On Fri, Dec 19, 2025 at 09:50:18AM +0800, yuanfang zhang wrote:
[...]
It is due to the particular characteristics of the CPU cluster power domain. Runtime PM for CPU devices works little different, it is mostly used to manage hierarchical CPU topology (PSCI OSI mode) to talk with genpd framework to manage the last CPU handling in cluster. It doesn’t really send IPI to wakeup CPU device (It don’t have .power_on/.power_off) callback implemented which gets invoked from .runtime_resume callback. This behavior is aligned with the upstream Kernel.
Just for easier understanding, let me give an example:
funnel0: funnel@10000000 { compatible = "arm,coresight-dynamic-funnel", "arm,primecell"; reg = <0x10000000 0x1000>;
clocks = <&rpmcc RPM_SMD_QDSS_CLK>, <&rpmcc RPM_SMD_QDSS_A_CLK>; clock-names = "apb_pclk", "atclk"; power-domains = <&cluster0_pd>; }
If funnel0 is bound to cluster's power domain, kernel's genPD will automatically enable cluster power domain before access registers.
My understanding is your driver or firmware fails to turn on a cluster power domain without waking up a CPU (and without sending IPI).
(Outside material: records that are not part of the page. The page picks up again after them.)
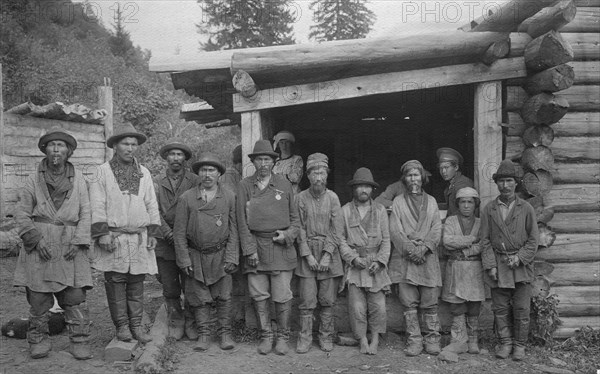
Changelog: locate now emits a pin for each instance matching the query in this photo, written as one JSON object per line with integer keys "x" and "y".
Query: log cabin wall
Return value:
{"x": 568, "y": 204}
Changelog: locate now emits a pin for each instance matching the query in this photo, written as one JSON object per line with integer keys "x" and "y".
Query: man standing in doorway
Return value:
{"x": 169, "y": 185}
{"x": 268, "y": 224}
{"x": 509, "y": 236}
{"x": 125, "y": 225}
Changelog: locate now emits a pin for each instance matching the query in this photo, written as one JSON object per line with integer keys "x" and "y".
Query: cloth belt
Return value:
{"x": 53, "y": 222}
{"x": 208, "y": 250}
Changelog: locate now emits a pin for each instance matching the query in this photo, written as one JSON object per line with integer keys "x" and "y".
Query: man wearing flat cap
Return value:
{"x": 320, "y": 267}
{"x": 169, "y": 185}
{"x": 449, "y": 164}
{"x": 268, "y": 224}
{"x": 366, "y": 251}
{"x": 125, "y": 225}
{"x": 206, "y": 245}
{"x": 53, "y": 219}
{"x": 416, "y": 230}
{"x": 509, "y": 237}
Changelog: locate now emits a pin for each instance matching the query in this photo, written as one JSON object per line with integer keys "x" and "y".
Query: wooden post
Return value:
{"x": 488, "y": 137}
{"x": 105, "y": 102}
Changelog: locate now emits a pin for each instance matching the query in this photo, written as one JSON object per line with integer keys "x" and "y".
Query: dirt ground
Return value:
{"x": 14, "y": 357}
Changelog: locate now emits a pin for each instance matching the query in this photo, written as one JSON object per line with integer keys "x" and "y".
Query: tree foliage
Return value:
{"x": 340, "y": 19}
{"x": 232, "y": 24}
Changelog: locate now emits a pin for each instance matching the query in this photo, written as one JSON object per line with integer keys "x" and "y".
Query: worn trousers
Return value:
{"x": 311, "y": 290}
{"x": 367, "y": 311}
{"x": 41, "y": 302}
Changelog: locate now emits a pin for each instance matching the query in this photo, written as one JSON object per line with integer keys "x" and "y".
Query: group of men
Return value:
{"x": 190, "y": 228}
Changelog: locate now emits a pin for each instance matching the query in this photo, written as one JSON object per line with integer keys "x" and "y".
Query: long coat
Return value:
{"x": 57, "y": 273}
{"x": 121, "y": 211}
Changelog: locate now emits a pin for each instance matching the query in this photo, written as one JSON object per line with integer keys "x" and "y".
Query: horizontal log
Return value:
{"x": 575, "y": 274}
{"x": 587, "y": 19}
{"x": 577, "y": 301}
{"x": 576, "y": 173}
{"x": 572, "y": 124}
{"x": 571, "y": 248}
{"x": 576, "y": 223}
{"x": 563, "y": 148}
{"x": 368, "y": 85}
{"x": 573, "y": 197}
{"x": 571, "y": 325}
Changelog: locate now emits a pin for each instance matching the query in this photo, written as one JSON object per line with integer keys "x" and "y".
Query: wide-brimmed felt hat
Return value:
{"x": 125, "y": 131}
{"x": 263, "y": 148}
{"x": 446, "y": 154}
{"x": 175, "y": 143}
{"x": 56, "y": 133}
{"x": 507, "y": 169}
{"x": 363, "y": 176}
{"x": 208, "y": 158}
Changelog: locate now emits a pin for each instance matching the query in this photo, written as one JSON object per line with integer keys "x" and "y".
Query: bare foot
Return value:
{"x": 364, "y": 345}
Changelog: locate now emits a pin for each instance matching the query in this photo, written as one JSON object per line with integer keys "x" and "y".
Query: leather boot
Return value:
{"x": 305, "y": 335}
{"x": 415, "y": 340}
{"x": 283, "y": 311}
{"x": 521, "y": 335}
{"x": 326, "y": 329}
{"x": 504, "y": 332}
{"x": 472, "y": 333}
{"x": 190, "y": 327}
{"x": 135, "y": 310}
{"x": 224, "y": 312}
{"x": 432, "y": 334}
{"x": 175, "y": 317}
{"x": 37, "y": 336}
{"x": 202, "y": 314}
{"x": 458, "y": 334}
{"x": 264, "y": 322}
{"x": 116, "y": 296}
{"x": 78, "y": 326}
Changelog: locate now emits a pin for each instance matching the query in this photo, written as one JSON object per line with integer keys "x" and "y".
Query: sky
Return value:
{"x": 168, "y": 27}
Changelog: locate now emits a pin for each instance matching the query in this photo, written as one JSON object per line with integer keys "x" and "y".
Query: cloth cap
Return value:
{"x": 263, "y": 148}
{"x": 56, "y": 133}
{"x": 208, "y": 158}
{"x": 175, "y": 143}
{"x": 237, "y": 155}
{"x": 448, "y": 154}
{"x": 125, "y": 131}
{"x": 317, "y": 160}
{"x": 506, "y": 169}
{"x": 283, "y": 135}
{"x": 363, "y": 176}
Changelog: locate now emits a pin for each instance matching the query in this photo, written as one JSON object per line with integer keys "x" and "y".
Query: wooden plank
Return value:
{"x": 576, "y": 223}
{"x": 377, "y": 84}
{"x": 587, "y": 19}
{"x": 563, "y": 148}
{"x": 577, "y": 301}
{"x": 576, "y": 274}
{"x": 572, "y": 124}
{"x": 571, "y": 248}
{"x": 571, "y": 325}
{"x": 576, "y": 173}
{"x": 488, "y": 137}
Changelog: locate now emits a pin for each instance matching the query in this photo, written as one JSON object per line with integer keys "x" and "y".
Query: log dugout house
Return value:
{"x": 380, "y": 102}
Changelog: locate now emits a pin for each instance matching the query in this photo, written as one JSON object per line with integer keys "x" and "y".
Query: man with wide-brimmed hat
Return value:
{"x": 509, "y": 236}
{"x": 449, "y": 164}
{"x": 268, "y": 224}
{"x": 416, "y": 230}
{"x": 125, "y": 225}
{"x": 53, "y": 218}
{"x": 366, "y": 250}
{"x": 206, "y": 245}
{"x": 169, "y": 186}
{"x": 320, "y": 267}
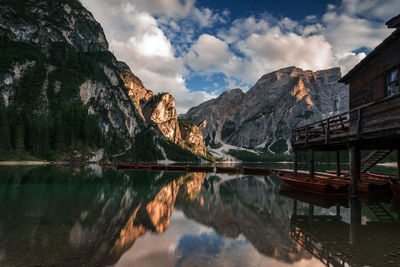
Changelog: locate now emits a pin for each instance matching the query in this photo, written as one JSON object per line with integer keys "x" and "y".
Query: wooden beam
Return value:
{"x": 398, "y": 162}
{"x": 337, "y": 163}
{"x": 311, "y": 162}
{"x": 295, "y": 162}
{"x": 355, "y": 167}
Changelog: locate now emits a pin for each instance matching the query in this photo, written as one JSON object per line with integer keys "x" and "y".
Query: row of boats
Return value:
{"x": 372, "y": 184}
{"x": 186, "y": 168}
{"x": 327, "y": 184}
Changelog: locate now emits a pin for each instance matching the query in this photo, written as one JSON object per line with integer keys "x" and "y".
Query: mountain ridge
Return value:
{"x": 62, "y": 90}
{"x": 265, "y": 115}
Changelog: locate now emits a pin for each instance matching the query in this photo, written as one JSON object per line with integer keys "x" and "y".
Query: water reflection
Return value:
{"x": 52, "y": 216}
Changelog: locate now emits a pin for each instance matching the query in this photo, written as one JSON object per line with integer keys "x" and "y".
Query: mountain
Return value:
{"x": 63, "y": 94}
{"x": 264, "y": 116}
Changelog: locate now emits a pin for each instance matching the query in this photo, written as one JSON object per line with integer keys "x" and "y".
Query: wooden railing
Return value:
{"x": 380, "y": 115}
{"x": 322, "y": 130}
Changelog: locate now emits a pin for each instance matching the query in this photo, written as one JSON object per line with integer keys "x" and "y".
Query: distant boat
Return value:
{"x": 177, "y": 168}
{"x": 158, "y": 167}
{"x": 257, "y": 171}
{"x": 200, "y": 169}
{"x": 316, "y": 185}
{"x": 227, "y": 170}
{"x": 395, "y": 186}
{"x": 127, "y": 166}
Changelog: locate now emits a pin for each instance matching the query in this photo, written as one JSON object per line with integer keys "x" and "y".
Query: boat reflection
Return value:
{"x": 370, "y": 236}
{"x": 87, "y": 224}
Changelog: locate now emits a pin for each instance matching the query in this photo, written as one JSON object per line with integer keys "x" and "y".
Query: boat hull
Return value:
{"x": 315, "y": 186}
{"x": 200, "y": 169}
{"x": 227, "y": 170}
{"x": 257, "y": 171}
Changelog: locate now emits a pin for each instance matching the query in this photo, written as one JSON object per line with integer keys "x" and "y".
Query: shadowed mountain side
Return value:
{"x": 247, "y": 206}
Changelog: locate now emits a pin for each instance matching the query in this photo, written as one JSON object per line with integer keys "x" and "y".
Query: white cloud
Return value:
{"x": 135, "y": 37}
{"x": 157, "y": 39}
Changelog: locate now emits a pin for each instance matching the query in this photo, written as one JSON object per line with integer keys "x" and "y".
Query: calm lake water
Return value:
{"x": 63, "y": 216}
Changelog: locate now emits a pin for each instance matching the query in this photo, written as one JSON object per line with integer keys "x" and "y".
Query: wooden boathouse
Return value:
{"x": 373, "y": 119}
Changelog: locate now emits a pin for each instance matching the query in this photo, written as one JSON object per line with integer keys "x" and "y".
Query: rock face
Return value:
{"x": 160, "y": 110}
{"x": 265, "y": 116}
{"x": 64, "y": 52}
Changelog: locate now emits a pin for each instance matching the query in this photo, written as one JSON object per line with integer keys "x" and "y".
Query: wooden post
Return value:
{"x": 337, "y": 163}
{"x": 327, "y": 130}
{"x": 355, "y": 221}
{"x": 355, "y": 165}
{"x": 310, "y": 216}
{"x": 398, "y": 162}
{"x": 295, "y": 162}
{"x": 311, "y": 160}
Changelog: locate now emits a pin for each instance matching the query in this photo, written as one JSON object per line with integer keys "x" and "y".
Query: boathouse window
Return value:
{"x": 393, "y": 82}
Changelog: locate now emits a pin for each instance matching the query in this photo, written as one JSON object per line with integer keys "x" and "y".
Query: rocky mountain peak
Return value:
{"x": 41, "y": 22}
{"x": 56, "y": 62}
{"x": 264, "y": 116}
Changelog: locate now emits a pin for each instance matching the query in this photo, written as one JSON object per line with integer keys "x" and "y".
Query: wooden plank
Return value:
{"x": 311, "y": 162}
{"x": 355, "y": 166}
{"x": 337, "y": 163}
It is not a kernel issue or limitation, and no any incorrect in PSCI OSI.
As Suzuki said, you might directly reply Sudeep's questions. We would confirm if any flaw in common code.
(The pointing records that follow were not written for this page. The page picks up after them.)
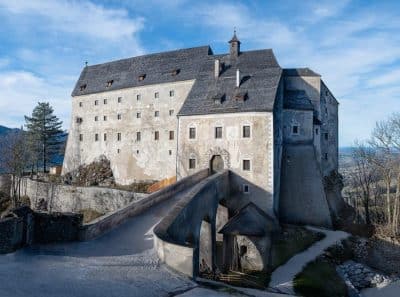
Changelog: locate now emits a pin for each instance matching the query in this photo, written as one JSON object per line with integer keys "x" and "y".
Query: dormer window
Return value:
{"x": 175, "y": 72}
{"x": 109, "y": 83}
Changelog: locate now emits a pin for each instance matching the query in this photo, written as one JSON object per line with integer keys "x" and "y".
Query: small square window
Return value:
{"x": 218, "y": 132}
{"x": 246, "y": 131}
{"x": 246, "y": 165}
{"x": 192, "y": 163}
{"x": 192, "y": 133}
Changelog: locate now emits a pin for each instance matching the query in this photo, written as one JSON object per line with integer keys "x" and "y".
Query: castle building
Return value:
{"x": 175, "y": 113}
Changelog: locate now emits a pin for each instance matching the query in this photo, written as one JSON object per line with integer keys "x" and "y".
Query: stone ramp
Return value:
{"x": 282, "y": 277}
{"x": 303, "y": 199}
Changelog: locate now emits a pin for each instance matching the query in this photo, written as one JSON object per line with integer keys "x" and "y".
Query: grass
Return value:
{"x": 290, "y": 242}
{"x": 90, "y": 215}
{"x": 319, "y": 279}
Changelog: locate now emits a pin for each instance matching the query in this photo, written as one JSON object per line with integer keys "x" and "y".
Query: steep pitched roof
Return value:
{"x": 156, "y": 68}
{"x": 299, "y": 72}
{"x": 260, "y": 75}
{"x": 250, "y": 220}
{"x": 297, "y": 99}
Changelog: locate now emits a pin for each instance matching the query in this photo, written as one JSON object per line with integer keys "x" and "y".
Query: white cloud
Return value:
{"x": 82, "y": 17}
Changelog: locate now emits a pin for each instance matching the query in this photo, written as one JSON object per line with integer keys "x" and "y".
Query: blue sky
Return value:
{"x": 354, "y": 45}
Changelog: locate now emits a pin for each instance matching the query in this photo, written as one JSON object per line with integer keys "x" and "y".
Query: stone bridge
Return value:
{"x": 186, "y": 239}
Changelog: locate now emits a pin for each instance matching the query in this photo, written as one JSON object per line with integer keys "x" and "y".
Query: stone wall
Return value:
{"x": 64, "y": 198}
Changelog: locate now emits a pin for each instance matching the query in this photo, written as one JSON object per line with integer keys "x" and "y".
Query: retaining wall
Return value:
{"x": 109, "y": 221}
{"x": 65, "y": 198}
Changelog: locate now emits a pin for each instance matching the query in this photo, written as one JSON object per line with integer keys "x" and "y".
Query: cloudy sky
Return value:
{"x": 355, "y": 45}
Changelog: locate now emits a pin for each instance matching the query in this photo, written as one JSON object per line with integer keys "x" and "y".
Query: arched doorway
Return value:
{"x": 216, "y": 164}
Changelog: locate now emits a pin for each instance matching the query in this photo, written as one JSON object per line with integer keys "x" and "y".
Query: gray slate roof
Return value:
{"x": 158, "y": 68}
{"x": 251, "y": 221}
{"x": 297, "y": 100}
{"x": 260, "y": 76}
{"x": 299, "y": 72}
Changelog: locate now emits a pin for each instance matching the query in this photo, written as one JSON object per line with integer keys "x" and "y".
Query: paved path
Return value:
{"x": 121, "y": 263}
{"x": 392, "y": 290}
{"x": 282, "y": 277}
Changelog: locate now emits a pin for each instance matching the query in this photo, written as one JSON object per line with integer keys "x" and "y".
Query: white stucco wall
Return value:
{"x": 234, "y": 149}
{"x": 131, "y": 160}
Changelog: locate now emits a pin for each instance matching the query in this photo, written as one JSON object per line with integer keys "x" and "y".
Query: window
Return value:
{"x": 218, "y": 132}
{"x": 246, "y": 165}
{"x": 246, "y": 131}
{"x": 192, "y": 133}
{"x": 192, "y": 163}
{"x": 109, "y": 83}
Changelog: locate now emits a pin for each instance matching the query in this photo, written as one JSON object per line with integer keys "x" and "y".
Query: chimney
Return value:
{"x": 217, "y": 69}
P.s., currently you can use "taskset" as a temporary solution without any code change, something like:
taskset -c 0 echo 1 > /sys/bus/coresight/devices/etm0/enable_source
This can address the runtime issue, but it does not resolve the problem during the probe phase.
Indeed. If you insmod mode, you might can temporarily disable idle states?